Situations arise when England declines reimbursement of a new medicine while Germany, Italy, and Poland issue a positive appraisal of the same medicine. That means that significant variations exist between countries in HTA recommendations. The use of NICE guidance is a limited perspective on reimbursement decision-making.

Figure 1: Global Pharma Market Access: Pharmacoeconomics in Middle-income Countries


What are the challenges with applying pharmacoeconomics in middle-income countries?

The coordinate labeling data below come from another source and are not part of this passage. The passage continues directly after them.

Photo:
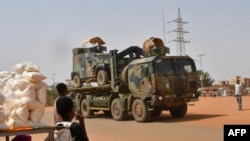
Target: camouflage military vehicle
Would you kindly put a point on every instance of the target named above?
(143, 81)
(91, 64)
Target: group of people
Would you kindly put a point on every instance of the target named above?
(64, 110)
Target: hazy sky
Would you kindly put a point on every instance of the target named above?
(46, 31)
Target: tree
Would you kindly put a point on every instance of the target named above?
(207, 80)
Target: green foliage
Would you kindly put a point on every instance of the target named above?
(51, 95)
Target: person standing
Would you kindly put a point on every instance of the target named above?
(238, 94)
(66, 109)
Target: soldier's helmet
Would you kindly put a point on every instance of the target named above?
(154, 47)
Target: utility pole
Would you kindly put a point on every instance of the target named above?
(54, 75)
(201, 75)
(180, 46)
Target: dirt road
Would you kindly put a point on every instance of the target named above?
(203, 122)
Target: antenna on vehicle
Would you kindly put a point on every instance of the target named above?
(163, 21)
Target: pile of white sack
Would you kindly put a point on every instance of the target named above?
(22, 96)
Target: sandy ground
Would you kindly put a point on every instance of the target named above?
(209, 115)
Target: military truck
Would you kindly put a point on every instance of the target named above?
(142, 81)
(91, 64)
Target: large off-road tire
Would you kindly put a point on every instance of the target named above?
(76, 81)
(140, 111)
(116, 110)
(179, 111)
(102, 77)
(85, 109)
(156, 112)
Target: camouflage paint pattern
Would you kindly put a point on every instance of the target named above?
(175, 87)
(85, 61)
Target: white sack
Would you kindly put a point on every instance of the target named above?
(36, 115)
(28, 92)
(23, 83)
(33, 76)
(41, 95)
(32, 67)
(15, 123)
(19, 68)
(3, 126)
(23, 113)
(3, 116)
(2, 99)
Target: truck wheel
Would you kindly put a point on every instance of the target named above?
(140, 111)
(179, 111)
(156, 112)
(102, 77)
(85, 109)
(77, 81)
(116, 110)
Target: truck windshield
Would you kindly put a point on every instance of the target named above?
(170, 66)
(184, 66)
(164, 66)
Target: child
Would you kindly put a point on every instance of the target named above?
(65, 108)
(62, 90)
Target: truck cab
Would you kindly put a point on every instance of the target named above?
(91, 64)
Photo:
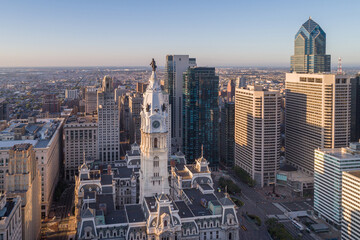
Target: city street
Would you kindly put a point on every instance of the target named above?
(256, 204)
(63, 224)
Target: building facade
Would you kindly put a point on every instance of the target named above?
(355, 108)
(310, 50)
(317, 116)
(330, 164)
(350, 225)
(176, 65)
(227, 134)
(10, 218)
(90, 100)
(23, 179)
(108, 123)
(4, 109)
(257, 133)
(201, 114)
(45, 135)
(79, 137)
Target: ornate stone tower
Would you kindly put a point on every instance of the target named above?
(154, 149)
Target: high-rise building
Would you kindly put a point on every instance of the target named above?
(176, 65)
(350, 205)
(71, 94)
(135, 102)
(154, 141)
(10, 215)
(50, 104)
(310, 50)
(257, 132)
(108, 123)
(329, 165)
(23, 179)
(45, 136)
(90, 100)
(317, 115)
(141, 87)
(80, 143)
(4, 110)
(230, 91)
(227, 137)
(355, 108)
(201, 114)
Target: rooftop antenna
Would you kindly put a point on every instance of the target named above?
(339, 71)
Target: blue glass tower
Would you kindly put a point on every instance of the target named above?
(310, 50)
(201, 114)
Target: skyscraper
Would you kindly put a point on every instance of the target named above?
(329, 165)
(317, 116)
(355, 108)
(257, 132)
(154, 141)
(350, 206)
(23, 179)
(201, 114)
(90, 100)
(108, 123)
(227, 128)
(176, 65)
(310, 50)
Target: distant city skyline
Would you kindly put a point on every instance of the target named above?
(115, 33)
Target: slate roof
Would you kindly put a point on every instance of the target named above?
(106, 179)
(184, 210)
(118, 216)
(134, 213)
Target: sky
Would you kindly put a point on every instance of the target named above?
(131, 32)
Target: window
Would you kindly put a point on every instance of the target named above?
(155, 143)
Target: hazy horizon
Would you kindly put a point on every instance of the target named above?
(124, 33)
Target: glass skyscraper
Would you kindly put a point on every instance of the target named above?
(310, 50)
(201, 114)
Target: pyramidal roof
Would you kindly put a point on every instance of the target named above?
(310, 25)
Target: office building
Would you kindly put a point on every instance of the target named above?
(10, 218)
(201, 114)
(176, 65)
(355, 108)
(71, 94)
(257, 132)
(195, 213)
(141, 87)
(80, 143)
(135, 102)
(23, 179)
(227, 134)
(45, 136)
(329, 165)
(350, 224)
(50, 104)
(317, 116)
(90, 100)
(4, 109)
(108, 123)
(310, 50)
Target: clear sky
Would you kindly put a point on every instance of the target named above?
(131, 32)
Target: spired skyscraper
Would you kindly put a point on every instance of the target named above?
(310, 50)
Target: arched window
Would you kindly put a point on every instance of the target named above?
(155, 143)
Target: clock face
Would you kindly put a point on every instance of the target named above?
(156, 124)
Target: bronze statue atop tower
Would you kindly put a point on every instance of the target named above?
(153, 65)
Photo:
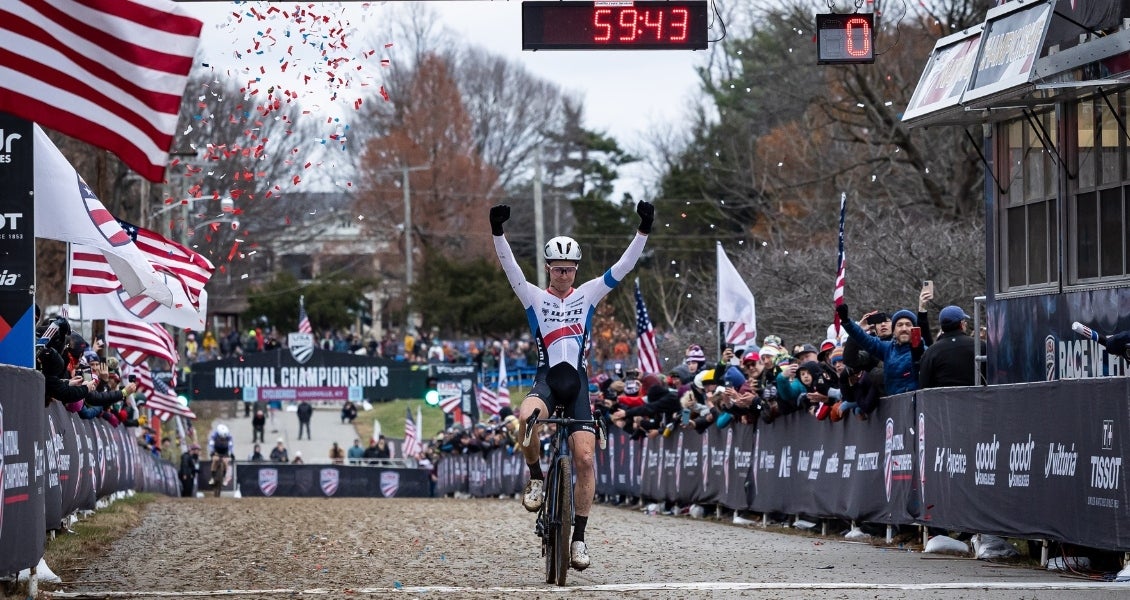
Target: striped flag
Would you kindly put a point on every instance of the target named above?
(158, 397)
(837, 295)
(736, 306)
(411, 445)
(503, 393)
(190, 268)
(645, 337)
(110, 72)
(101, 294)
(303, 320)
(136, 341)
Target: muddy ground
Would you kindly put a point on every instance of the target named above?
(486, 548)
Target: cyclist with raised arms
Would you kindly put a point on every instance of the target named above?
(559, 318)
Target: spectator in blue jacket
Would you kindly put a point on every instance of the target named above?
(900, 361)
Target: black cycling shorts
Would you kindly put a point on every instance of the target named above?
(577, 408)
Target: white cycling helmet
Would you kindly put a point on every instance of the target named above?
(563, 248)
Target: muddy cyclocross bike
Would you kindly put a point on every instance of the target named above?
(555, 518)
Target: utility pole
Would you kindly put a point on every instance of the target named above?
(539, 226)
(409, 278)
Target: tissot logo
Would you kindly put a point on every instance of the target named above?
(6, 142)
(10, 220)
(1105, 471)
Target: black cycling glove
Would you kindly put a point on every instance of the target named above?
(500, 214)
(646, 211)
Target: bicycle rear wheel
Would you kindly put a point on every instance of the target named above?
(563, 525)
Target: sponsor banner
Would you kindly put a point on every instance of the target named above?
(860, 470)
(1029, 339)
(278, 372)
(457, 383)
(338, 481)
(17, 242)
(23, 469)
(297, 394)
(1043, 460)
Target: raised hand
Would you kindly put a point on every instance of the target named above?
(500, 214)
(646, 211)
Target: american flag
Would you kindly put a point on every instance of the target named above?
(92, 274)
(411, 434)
(110, 72)
(158, 397)
(736, 306)
(503, 393)
(189, 267)
(136, 341)
(645, 337)
(303, 320)
(837, 295)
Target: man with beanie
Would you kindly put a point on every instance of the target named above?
(949, 361)
(900, 361)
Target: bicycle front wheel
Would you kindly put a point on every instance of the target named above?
(563, 523)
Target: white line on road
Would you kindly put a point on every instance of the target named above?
(616, 588)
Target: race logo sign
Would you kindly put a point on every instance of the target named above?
(329, 479)
(268, 480)
(302, 346)
(390, 483)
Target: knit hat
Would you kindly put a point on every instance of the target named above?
(952, 316)
(904, 314)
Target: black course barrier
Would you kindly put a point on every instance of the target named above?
(53, 463)
(331, 480)
(1033, 461)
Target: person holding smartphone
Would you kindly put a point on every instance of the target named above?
(900, 358)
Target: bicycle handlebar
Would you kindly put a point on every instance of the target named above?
(601, 435)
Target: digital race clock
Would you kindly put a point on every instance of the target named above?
(844, 38)
(614, 25)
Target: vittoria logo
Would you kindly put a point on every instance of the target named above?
(1061, 461)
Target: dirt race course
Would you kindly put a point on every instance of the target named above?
(486, 548)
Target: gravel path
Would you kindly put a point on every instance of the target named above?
(486, 548)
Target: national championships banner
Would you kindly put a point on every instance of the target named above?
(321, 375)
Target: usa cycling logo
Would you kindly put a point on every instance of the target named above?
(390, 483)
(329, 479)
(268, 480)
(6, 146)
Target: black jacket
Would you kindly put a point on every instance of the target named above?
(948, 362)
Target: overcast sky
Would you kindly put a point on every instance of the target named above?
(626, 93)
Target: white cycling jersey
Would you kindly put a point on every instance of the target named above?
(562, 327)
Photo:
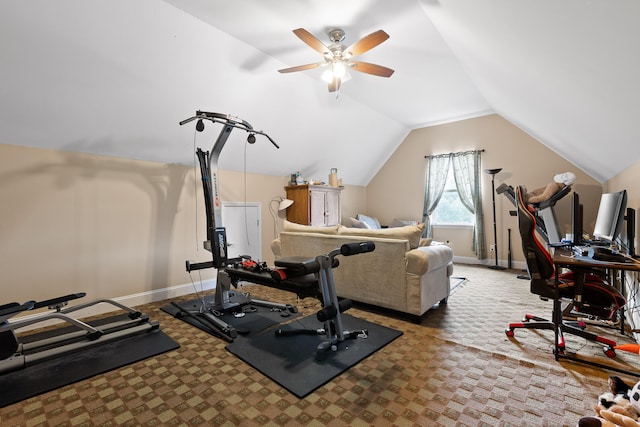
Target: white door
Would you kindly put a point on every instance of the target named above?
(244, 229)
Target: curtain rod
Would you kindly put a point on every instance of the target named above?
(459, 152)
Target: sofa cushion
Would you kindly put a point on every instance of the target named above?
(356, 223)
(402, 222)
(370, 222)
(412, 233)
(299, 228)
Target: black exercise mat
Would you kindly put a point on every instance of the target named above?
(248, 325)
(291, 360)
(70, 368)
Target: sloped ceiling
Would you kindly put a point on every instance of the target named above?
(115, 77)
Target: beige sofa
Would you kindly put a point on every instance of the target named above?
(403, 273)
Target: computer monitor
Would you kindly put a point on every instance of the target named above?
(631, 232)
(610, 216)
(576, 220)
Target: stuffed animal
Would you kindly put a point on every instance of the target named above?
(620, 407)
(560, 181)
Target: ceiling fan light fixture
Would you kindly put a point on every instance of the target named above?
(337, 70)
(327, 76)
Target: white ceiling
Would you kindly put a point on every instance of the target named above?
(115, 77)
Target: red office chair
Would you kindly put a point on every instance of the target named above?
(598, 298)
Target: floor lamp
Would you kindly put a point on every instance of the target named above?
(282, 205)
(493, 173)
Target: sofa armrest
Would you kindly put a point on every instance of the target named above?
(428, 258)
(276, 248)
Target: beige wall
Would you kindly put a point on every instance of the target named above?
(112, 227)
(397, 190)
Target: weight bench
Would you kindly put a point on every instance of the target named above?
(17, 352)
(311, 278)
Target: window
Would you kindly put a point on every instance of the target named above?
(450, 210)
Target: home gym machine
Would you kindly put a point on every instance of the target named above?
(303, 276)
(312, 277)
(226, 300)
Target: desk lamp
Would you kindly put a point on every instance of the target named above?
(493, 173)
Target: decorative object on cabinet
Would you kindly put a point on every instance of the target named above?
(283, 204)
(317, 205)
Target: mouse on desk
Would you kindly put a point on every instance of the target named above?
(601, 253)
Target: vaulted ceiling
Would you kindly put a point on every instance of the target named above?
(115, 77)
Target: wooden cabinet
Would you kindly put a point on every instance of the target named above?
(317, 205)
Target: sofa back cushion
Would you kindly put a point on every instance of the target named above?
(412, 233)
(299, 228)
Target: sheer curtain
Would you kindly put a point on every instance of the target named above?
(466, 172)
(437, 171)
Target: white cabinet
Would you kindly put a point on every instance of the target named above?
(317, 205)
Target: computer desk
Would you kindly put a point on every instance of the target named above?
(580, 265)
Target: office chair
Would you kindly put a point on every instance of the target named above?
(590, 295)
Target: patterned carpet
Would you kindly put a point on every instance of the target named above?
(456, 367)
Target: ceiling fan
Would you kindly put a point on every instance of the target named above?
(339, 58)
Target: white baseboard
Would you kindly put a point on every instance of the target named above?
(518, 265)
(132, 300)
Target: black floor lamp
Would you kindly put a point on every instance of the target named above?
(493, 173)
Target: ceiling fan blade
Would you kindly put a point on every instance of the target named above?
(366, 43)
(311, 40)
(376, 70)
(301, 67)
(334, 85)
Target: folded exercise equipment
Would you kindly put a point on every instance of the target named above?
(18, 352)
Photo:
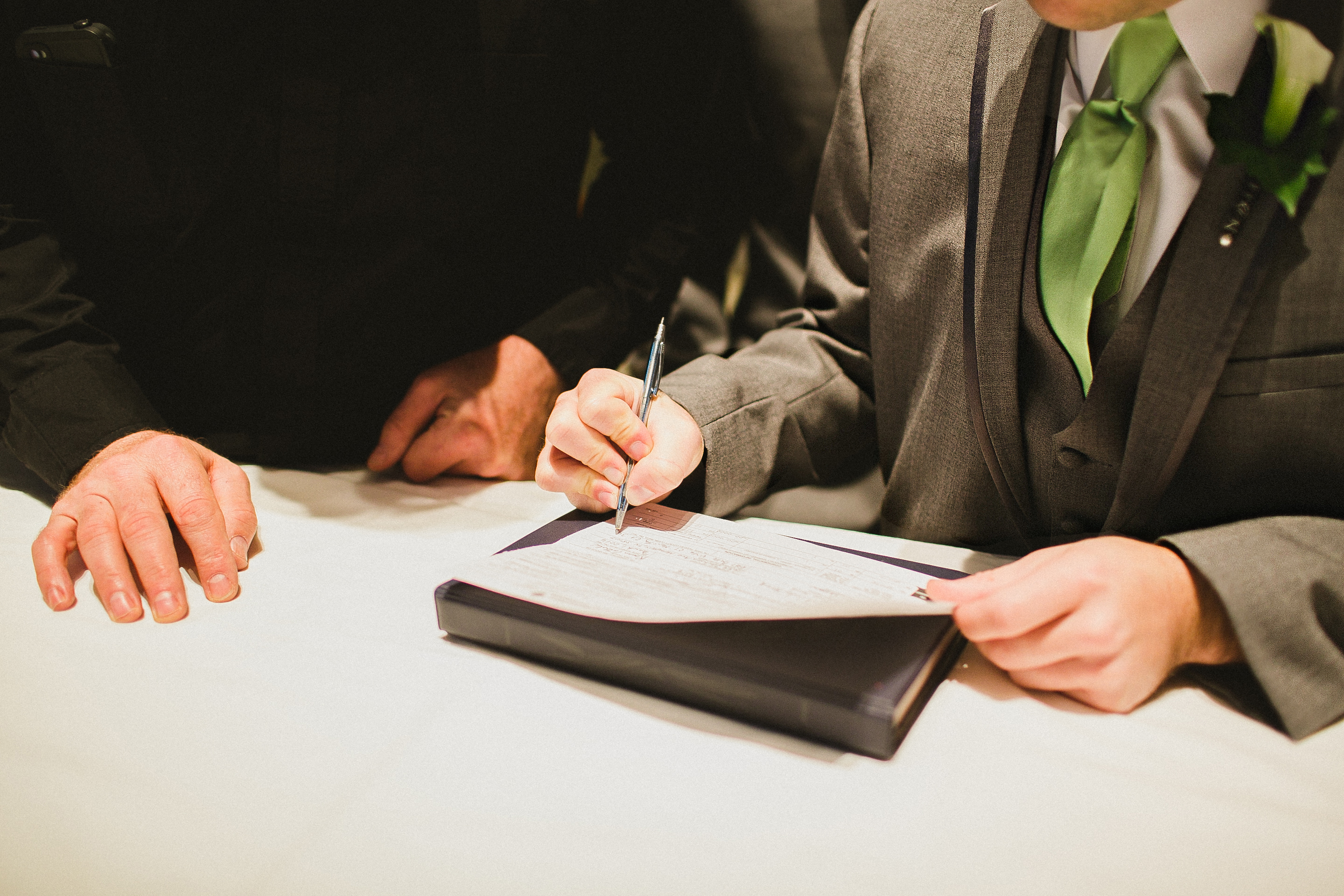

We could improve the pharmacoeconomic guidelines in South Africa and other middle-income countries if payors:

  • Include a societal perspective with limitations,
  • Incentivise complex and transparent models,
  • Integrate equity issues,
  • Address conflicting objectives with other health policies,
  • Incentivise private health insurance companies to disclose reimbursement data, and
  • Require a budget impact analysis.

Many middle-income countries have voluntary pharmacoeconomic guidelines that limit access to innovations. Our work involves healthcare consulting on the impact of mandatory pharmacoeconomic submissions in middle-income countries.

Governments and private health insurance companies in middle-income countries could improve access to new medicines if only they looked beyond England. Middle-income countries could develop local institutions and the capacity to synthesise international evidence using various languages. Our work also involves supporting stakeholders to apply health economics and pharmacoeconomic methods.